Habría hecho cualquier cosa para que él siguiera acá. Para que ellos siguieran acá.

Rubén, no fue tu culpa. Te lo repito como queriendo volver el tiempo atrás, pero no puedo. No podemos. No se puede atrasar el reloj para que León no llegue tarde a la escuela. No podemos saber quién fue el que lo vio subir los escalones corriendo con el mapa en la mano. El mapa, ¿te acordás?. Recorriste toda la ciudad para encontrar un mapa de Argentina con división política un domingo, Rubén. Y lo encontraste, así que él lo llevó en la mano y golpeó la puerta, porque no llegaba al picaporte. Yo le dije que algún día iba a llegar, pero todavía no, entonces golpeó y golpeó, pero nadie lo escuchó, Rubén.
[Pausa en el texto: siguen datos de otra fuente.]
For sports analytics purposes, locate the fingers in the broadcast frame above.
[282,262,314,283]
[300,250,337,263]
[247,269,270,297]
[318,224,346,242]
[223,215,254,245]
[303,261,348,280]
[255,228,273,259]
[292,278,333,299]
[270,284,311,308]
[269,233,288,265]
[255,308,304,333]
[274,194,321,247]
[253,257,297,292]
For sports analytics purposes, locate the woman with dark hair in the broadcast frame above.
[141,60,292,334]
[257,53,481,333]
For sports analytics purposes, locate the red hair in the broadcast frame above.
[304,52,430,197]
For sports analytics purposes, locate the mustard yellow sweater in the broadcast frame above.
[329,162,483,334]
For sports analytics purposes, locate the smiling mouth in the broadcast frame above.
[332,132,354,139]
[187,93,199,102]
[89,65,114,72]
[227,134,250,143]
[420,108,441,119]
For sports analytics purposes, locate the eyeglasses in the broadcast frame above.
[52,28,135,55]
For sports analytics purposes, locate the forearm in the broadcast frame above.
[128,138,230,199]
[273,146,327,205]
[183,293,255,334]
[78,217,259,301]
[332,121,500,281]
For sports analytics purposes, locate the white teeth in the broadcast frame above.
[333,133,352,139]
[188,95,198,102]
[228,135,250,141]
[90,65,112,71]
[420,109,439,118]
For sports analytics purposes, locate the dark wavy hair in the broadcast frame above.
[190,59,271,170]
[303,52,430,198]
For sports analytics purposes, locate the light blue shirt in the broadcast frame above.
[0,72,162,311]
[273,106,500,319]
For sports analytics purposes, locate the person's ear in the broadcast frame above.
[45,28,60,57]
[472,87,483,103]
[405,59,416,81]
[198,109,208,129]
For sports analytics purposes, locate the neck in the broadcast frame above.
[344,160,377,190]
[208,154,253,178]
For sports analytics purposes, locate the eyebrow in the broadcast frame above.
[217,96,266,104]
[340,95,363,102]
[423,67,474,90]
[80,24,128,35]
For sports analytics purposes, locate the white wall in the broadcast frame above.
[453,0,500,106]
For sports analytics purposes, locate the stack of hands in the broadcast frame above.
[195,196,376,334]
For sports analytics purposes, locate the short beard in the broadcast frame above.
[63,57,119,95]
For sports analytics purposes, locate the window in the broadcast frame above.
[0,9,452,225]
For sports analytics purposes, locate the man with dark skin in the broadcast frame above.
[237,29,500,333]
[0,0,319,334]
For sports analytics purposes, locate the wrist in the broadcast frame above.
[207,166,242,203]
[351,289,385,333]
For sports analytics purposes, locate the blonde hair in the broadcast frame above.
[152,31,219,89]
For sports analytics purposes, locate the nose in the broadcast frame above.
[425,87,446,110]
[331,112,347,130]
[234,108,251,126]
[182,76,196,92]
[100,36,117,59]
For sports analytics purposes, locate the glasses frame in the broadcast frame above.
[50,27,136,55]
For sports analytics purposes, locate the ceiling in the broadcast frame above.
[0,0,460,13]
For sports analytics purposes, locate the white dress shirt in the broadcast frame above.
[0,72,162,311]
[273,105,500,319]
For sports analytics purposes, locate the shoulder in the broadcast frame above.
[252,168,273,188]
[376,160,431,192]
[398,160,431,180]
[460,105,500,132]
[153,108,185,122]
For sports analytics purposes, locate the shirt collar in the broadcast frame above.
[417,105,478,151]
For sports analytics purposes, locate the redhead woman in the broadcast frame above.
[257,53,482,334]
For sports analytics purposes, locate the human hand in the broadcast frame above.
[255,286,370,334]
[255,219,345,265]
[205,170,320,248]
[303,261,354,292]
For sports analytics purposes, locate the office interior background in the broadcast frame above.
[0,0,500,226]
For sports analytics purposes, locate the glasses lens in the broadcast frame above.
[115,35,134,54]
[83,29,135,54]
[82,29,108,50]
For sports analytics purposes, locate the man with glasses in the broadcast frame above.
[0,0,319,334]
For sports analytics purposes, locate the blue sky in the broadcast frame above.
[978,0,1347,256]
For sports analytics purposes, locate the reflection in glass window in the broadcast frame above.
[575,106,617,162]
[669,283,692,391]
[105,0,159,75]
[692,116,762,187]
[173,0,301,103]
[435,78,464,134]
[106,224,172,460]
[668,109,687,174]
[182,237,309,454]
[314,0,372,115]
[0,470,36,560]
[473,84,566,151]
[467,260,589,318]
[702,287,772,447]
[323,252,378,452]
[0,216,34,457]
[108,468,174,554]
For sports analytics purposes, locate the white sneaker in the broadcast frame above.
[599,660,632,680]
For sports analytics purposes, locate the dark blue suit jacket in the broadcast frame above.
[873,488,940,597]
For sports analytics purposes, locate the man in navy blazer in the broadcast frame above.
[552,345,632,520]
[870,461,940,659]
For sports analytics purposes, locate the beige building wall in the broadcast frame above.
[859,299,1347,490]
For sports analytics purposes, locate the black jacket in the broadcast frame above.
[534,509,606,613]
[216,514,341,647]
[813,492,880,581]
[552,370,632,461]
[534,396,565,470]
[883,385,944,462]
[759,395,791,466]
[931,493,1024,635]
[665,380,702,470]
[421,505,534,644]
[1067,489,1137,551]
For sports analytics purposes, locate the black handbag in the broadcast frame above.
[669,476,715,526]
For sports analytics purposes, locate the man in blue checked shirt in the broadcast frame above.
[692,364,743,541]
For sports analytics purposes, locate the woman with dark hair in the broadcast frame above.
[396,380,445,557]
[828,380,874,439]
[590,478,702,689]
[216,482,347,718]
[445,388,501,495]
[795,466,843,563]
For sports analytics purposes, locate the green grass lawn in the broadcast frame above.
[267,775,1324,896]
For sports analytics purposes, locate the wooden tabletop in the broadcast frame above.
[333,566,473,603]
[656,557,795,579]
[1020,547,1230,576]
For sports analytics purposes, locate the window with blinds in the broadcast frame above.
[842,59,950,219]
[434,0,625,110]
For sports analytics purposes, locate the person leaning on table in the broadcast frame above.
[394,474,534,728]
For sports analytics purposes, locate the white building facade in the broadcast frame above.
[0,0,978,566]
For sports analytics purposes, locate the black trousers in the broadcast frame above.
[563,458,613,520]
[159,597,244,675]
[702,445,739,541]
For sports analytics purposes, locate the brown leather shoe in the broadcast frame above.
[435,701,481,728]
Tu hijo no te escuchó decirle "Te quiero" y nadie escuchó a León. Yo me lo figuro así para poder seguir. Creo que él lo intentó hasta cansarse o hasta que ese alguien le ofreció algo rico y se lo llevó para siempre. El tres de mayo perdimos a León, Rubén. Tres de mayo. El dos a nuestro hijo y el tres a nuestro nieto.

Hoy es cuatro. Ya pasó un año y un día.

Y me dijiste "Te quiero" antes de irte.